Luego de observarla un rato, se enredaron en una discusión. Unos decían que «sí» y otros decían que «no». Algunos opinaron que lo único que se podía hacer era ir y mirar, y que cualquier cosa sería mejor que poca cena, menos desayuno, y ropas mojadas toda la noche.

Otros dijeron:

—Ninguno de estos parajes es bien conocido, y las montañas están demasiado cerca. Rara vez algún viajero se aventura ahora por estos lados. Los mapas antiguos ya no sirven, las cosas han empeorado mucho. Los caminos no están custodiados, y aquí además han oído hablar del rey en contadas ocasiones, y cuanto menos preguntas hagas menos dificultades encontrarás.

Alguno dijo:

—Al fin y al cabo somos catorce.

Otros:

—¿Dónde está Gandalf? —pregunta que fue repetida por todos.
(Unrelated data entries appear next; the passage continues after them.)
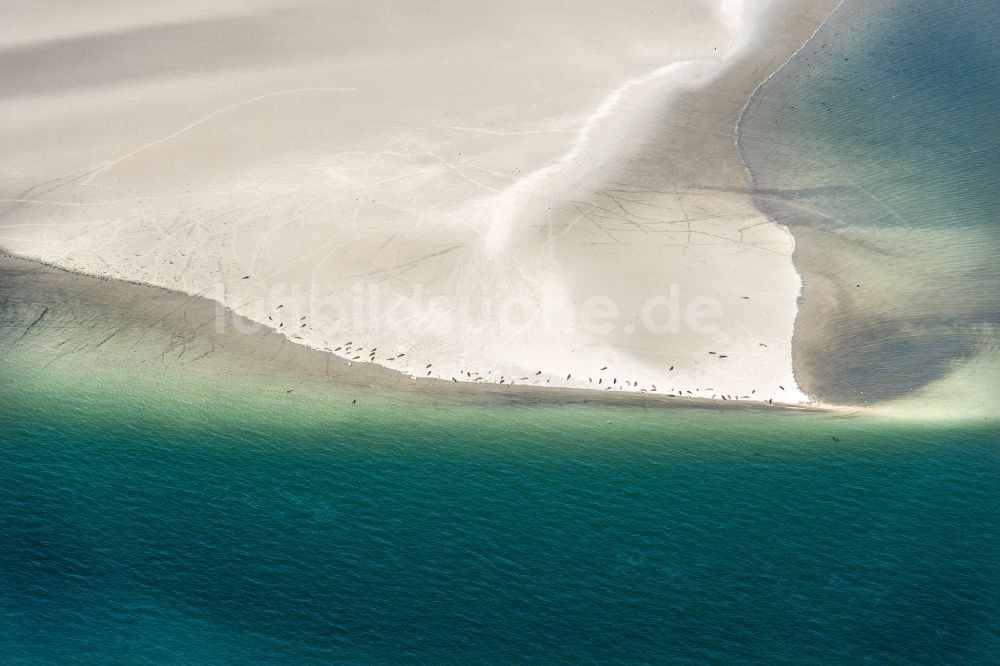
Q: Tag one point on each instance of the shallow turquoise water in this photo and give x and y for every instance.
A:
(879, 147)
(194, 513)
(196, 531)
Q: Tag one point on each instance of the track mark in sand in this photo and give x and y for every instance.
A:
(201, 121)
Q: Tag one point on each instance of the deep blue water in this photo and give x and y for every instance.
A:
(151, 512)
(497, 532)
(879, 147)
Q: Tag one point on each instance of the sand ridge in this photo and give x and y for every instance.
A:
(464, 192)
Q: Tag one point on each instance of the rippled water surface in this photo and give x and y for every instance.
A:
(878, 146)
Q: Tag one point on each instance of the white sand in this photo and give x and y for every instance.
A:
(459, 182)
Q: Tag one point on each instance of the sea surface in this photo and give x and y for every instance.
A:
(879, 147)
(163, 501)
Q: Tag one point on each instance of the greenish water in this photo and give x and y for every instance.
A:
(260, 527)
(879, 147)
(164, 497)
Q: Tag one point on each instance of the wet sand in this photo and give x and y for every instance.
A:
(624, 189)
En ese momento la lluvia empezó a caer más fuerte que nunca, y Oin y Gloin iniciaron una pelea.

Esto puso las cosas en su sitio:

—Al fin y al cabo, tenemos un saqueador entre nosotros —dijeron; y así echaron a andar, guiando a los poneys (con toda la precaución debida y apropiada) hacia la luz.

Llegaron a la colina y pronto estuvieron en el bosque. Subieron la pendiente, pero no se veía ningún sendero adecuado que pudiera llevar a una casa o una granja. Continuaron como pudieron, entre chasquidos, crujidos y susurros (y una buena cantidad de maldiciones y refunfuños) mientras avanzaban por la oscuridad cerrada del bosque.
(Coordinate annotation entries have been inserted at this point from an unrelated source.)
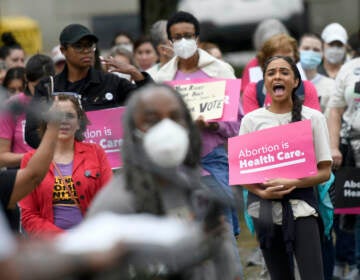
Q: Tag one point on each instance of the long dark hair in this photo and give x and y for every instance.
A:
(297, 103)
(141, 175)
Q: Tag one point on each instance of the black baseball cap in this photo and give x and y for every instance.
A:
(75, 32)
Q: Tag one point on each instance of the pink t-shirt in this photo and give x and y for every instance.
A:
(250, 102)
(12, 127)
(245, 79)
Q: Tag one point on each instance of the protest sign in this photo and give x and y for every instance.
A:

De súbito la luz roja brilló muy clara entre los árboles no mucho más allá.

—Ahora le toca al saqueador —dijeron refiriéndose a Bilbo—. Tienes que ir y averiguarlo todo de esa luz, para qué es, y si las cosas parecen normales y en orden —dijo Thorin al hobbit—. Ahora corre, y vuelve rápido si todo está bien. Si no, ¡vuelve como puedas! Si no puedes, grita dos veces como lechuza de granero y una como lechuza de campo, y haremos lo que podamos.
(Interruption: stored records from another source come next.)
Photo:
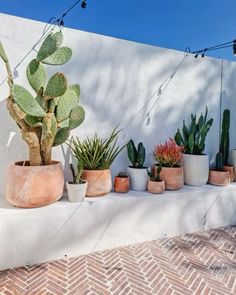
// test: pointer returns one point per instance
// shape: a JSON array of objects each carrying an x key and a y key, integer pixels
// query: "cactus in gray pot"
[
  {"x": 194, "y": 137},
  {"x": 45, "y": 118},
  {"x": 136, "y": 155}
]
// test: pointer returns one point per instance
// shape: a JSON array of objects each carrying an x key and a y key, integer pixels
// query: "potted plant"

Y allá tuvo que partir Bilbo, antes de poder explicarles que era tan incapaz de gritar como una lechuza como de volar como un murciélago.

Pero, de todos modos, los hobbits saben moverse en silencio por el bosque, en completo silencio. Era una habilidad de la que se sentían orgullosos, y Bilbo más de una vez había torcido la cara mientras cabalgaban, criticando ese «estrépito propio de enanos»; pero me imagino que ni vosotros ni yo hubiéramos advertido nada en una noche de ventisca, aunque la cabalgata hubiese pasado casi rozándonos. En cuanto a la sigilosa marcha de Bilbo hacia la luz roja, creo que no hubiera perturbado ni el bigote de una comadreja, de modo que llegó directamente al fuego —pues era un fuego— sin alarmar a nadie. Y esto fue lo que vio.

Había tres criaturas muy grandes sentadas alrededor de una hoguera de troncos de haya, y estaban asando un carnero espetado en largos asadores de madera y chupándose la salsa de los dedos. Había un olor delicioso en el aire. También había un barril de buena bebida a mano, y bebían de unas jarras. Pero eran trolls. Trolls sin ninguna duda. Aún Bilbo, a pesar de su vida retirada, podía darse cuenta: las grandes caras toscas, la estatura, el perfil de las piernas, por no hablar del lenguaje, que no era precisamente el que se escucha en un salón de invitados.